Nine years ago Bryan, while he was a student working for me, wrote a perl script to do a small piece of file system sanity-enforcement. It has run once a night every night during those nine years. I feel I should publicly apologize to Bryan for not afflicting him — or the other students — with code reviews. More idiomatic but still readable perl could have saved him about 30% of the typing that went into the script. It works, so it'll probably run another nine years, and since it's so well-behaved I'll probably forget about again in short order.
A few months ago user C had a problem he suspected was related to his quota. It wasn't but he wanted a way to see what his quota was. Because of the oddball file system we use the normal tools for that don't work. I just work with C directly when he has disk issues, but thought up a scheme to let people check their quotas more easily, dashed off a quick note in the req (other people might call that a "trouble ticket") about it, and left it there for when I had time to code up a solution. Last week, while looking for something else, I discovered that I already solved the problem in 2004. Not only solved, but because my programs log compulsively, I know that users have been using it, including the newest faculty hires. Who told them the program existed?! The design that went into the req wasn't an invention but a memory.

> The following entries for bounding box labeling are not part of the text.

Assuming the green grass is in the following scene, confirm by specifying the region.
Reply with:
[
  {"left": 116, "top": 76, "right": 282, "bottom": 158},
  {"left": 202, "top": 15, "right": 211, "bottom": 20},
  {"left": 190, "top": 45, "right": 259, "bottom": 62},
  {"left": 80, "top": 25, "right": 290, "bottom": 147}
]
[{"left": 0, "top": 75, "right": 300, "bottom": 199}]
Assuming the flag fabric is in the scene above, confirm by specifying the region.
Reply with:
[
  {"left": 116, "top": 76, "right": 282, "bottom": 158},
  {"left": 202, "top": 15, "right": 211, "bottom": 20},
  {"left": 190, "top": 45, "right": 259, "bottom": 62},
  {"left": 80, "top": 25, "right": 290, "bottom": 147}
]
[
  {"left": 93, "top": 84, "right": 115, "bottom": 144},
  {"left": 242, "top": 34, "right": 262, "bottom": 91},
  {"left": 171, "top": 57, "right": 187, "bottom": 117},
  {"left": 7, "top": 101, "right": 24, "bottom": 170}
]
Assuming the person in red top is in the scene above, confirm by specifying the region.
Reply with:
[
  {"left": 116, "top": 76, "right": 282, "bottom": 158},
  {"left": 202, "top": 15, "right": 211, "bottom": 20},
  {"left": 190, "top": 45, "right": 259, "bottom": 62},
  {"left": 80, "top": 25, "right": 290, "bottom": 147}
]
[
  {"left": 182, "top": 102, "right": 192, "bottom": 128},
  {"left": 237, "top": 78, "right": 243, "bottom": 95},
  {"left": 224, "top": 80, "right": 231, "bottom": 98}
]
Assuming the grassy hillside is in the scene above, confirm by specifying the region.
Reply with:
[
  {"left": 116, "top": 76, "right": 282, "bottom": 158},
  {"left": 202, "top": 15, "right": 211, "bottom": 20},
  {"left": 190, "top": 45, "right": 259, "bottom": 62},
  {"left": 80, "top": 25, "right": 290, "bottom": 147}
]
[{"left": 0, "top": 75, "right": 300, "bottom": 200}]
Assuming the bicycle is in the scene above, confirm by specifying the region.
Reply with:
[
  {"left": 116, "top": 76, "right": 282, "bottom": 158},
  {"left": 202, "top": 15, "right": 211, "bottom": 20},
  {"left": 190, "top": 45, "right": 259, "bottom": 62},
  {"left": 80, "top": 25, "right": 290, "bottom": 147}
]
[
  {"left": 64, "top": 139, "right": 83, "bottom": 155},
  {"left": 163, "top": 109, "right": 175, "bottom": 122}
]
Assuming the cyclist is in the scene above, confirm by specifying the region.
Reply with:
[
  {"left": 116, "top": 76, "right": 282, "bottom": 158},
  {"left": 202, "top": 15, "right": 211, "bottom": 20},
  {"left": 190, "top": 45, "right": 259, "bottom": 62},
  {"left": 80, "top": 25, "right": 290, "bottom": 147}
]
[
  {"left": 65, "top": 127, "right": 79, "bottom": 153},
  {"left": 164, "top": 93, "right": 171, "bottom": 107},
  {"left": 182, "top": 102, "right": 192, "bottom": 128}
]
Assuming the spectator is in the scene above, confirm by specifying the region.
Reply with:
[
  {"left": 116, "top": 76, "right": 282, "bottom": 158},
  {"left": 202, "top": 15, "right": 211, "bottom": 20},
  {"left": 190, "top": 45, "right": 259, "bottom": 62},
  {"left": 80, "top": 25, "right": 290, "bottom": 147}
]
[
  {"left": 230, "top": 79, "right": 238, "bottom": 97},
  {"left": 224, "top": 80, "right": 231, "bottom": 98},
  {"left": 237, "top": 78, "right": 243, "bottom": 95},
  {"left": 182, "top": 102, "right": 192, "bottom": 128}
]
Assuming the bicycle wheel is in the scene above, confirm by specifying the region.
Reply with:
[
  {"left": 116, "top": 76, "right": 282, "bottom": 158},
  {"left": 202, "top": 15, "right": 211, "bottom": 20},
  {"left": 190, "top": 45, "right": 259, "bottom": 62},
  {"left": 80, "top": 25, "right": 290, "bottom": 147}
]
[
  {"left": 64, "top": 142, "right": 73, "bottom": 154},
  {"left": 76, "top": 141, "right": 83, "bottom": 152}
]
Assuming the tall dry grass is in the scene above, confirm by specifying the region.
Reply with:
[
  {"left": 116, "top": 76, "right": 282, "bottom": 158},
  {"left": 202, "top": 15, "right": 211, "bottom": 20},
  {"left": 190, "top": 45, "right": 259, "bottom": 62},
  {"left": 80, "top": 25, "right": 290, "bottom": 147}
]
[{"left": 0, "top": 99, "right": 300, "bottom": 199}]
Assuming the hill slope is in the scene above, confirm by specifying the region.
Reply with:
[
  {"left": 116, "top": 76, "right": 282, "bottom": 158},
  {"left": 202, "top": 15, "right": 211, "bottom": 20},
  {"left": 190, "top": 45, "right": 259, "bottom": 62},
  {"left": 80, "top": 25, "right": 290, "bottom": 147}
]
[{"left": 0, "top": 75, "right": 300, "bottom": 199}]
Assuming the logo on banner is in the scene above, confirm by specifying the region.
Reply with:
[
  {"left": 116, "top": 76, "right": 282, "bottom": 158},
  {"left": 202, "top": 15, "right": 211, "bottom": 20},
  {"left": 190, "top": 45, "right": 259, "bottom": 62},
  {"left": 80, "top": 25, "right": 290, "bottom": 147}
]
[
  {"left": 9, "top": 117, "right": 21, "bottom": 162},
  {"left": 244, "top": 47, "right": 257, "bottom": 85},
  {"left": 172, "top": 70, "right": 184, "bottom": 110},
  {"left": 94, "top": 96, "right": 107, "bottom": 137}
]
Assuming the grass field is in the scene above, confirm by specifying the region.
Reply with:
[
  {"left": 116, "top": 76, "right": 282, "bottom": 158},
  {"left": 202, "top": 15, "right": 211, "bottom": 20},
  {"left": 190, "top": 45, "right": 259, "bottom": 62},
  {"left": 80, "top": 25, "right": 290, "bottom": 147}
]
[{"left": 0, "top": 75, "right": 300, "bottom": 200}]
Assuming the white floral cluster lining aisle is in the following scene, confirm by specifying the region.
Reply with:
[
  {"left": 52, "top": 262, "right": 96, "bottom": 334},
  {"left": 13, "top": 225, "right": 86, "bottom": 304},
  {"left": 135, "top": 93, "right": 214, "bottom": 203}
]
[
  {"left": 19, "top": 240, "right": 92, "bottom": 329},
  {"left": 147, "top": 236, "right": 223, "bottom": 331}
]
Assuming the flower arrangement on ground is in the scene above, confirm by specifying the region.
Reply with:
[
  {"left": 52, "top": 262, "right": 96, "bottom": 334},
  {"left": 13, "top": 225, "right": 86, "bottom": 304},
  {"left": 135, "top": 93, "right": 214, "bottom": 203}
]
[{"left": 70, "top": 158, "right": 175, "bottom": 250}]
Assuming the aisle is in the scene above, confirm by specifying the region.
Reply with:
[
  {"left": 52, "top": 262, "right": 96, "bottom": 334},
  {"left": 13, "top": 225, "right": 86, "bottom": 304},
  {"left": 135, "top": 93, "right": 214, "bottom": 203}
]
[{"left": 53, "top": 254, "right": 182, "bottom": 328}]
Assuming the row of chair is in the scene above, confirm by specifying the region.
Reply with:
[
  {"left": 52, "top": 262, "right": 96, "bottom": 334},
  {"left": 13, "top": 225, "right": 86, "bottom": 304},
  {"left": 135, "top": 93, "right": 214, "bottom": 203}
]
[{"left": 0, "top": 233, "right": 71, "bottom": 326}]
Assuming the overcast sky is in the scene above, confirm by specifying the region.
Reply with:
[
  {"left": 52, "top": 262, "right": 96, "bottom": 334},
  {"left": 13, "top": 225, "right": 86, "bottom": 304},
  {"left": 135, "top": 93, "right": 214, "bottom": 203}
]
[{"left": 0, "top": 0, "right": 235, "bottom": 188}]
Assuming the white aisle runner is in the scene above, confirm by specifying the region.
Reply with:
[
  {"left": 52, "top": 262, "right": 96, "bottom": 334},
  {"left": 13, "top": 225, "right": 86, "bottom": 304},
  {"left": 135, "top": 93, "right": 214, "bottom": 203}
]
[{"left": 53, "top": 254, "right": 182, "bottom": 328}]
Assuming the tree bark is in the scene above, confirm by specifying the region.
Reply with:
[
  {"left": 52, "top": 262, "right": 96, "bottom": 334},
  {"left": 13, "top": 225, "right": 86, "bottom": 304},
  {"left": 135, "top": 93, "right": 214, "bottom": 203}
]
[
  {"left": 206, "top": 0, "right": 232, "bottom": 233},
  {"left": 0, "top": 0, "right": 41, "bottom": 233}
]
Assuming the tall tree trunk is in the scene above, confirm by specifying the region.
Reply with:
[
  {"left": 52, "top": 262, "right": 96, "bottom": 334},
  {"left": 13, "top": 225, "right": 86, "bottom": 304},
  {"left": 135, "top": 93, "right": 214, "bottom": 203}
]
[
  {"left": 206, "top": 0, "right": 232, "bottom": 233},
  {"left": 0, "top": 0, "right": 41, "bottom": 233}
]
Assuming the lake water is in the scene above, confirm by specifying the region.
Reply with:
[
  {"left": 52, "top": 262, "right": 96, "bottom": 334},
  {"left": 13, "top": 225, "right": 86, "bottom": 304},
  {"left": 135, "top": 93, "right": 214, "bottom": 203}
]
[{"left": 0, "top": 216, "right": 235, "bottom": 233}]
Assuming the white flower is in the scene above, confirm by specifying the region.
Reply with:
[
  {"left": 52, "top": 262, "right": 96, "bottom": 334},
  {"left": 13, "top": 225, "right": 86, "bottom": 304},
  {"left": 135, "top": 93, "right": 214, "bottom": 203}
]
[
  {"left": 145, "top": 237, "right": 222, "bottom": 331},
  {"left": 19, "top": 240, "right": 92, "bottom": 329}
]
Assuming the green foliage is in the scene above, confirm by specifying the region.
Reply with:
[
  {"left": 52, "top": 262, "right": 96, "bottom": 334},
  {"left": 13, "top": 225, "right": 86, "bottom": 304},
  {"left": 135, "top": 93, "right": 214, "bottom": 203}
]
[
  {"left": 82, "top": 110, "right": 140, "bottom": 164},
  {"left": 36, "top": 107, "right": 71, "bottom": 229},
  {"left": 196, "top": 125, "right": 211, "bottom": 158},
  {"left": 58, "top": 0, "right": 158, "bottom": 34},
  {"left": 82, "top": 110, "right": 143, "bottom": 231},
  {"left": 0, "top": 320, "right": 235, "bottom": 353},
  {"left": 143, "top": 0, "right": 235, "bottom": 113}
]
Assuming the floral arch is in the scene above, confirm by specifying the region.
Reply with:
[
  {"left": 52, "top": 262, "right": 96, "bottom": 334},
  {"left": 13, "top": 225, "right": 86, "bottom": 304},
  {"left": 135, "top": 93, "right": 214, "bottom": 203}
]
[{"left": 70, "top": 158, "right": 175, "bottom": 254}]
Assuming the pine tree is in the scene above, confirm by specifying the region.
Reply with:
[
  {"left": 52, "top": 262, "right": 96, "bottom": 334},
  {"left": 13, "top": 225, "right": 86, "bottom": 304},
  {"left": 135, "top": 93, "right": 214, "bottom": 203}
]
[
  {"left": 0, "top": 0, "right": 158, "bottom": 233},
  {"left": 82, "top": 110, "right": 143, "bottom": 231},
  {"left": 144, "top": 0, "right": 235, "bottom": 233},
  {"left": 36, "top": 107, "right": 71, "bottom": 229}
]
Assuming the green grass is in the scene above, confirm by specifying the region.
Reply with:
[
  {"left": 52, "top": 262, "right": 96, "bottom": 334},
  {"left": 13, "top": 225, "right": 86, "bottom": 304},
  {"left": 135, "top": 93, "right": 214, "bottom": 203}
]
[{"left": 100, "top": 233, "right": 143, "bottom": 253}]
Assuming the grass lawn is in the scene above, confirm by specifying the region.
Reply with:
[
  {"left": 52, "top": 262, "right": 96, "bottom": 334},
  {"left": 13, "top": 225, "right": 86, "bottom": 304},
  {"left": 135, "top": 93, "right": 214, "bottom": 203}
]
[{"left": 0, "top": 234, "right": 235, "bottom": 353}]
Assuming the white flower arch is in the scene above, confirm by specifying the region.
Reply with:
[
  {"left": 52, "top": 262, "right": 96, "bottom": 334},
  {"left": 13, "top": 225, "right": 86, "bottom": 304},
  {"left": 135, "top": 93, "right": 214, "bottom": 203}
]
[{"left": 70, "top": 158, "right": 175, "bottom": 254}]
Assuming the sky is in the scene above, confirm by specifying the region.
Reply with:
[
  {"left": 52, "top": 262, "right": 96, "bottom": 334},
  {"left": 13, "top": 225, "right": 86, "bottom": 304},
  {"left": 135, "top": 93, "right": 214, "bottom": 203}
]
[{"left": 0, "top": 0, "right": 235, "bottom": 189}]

Today I turn 39 (next prime birthday: 41, next power of two, 64). In a computing age it's too easy to compare a brain to a computer, but recently I've started to wonder if my own brain isn't rather too much like another computational archaeology site. Things burble up out of my unconscious onto the whiteboard in my brain with every sign of novelty and shoot out my mouth. An hour later I wonder if it's new, or if the scent of yinhao jasmine tea, the act of scratching my nose, or trying to remember if I turned off the stove has reactivated some random tangle of a hilbert-space memory trace in my neurons and shot a context-free memory upstairs to be misidentified as a new thought. As aging worries go, this one's pretty minor. My martial arts abused joints should probably get more of my attention.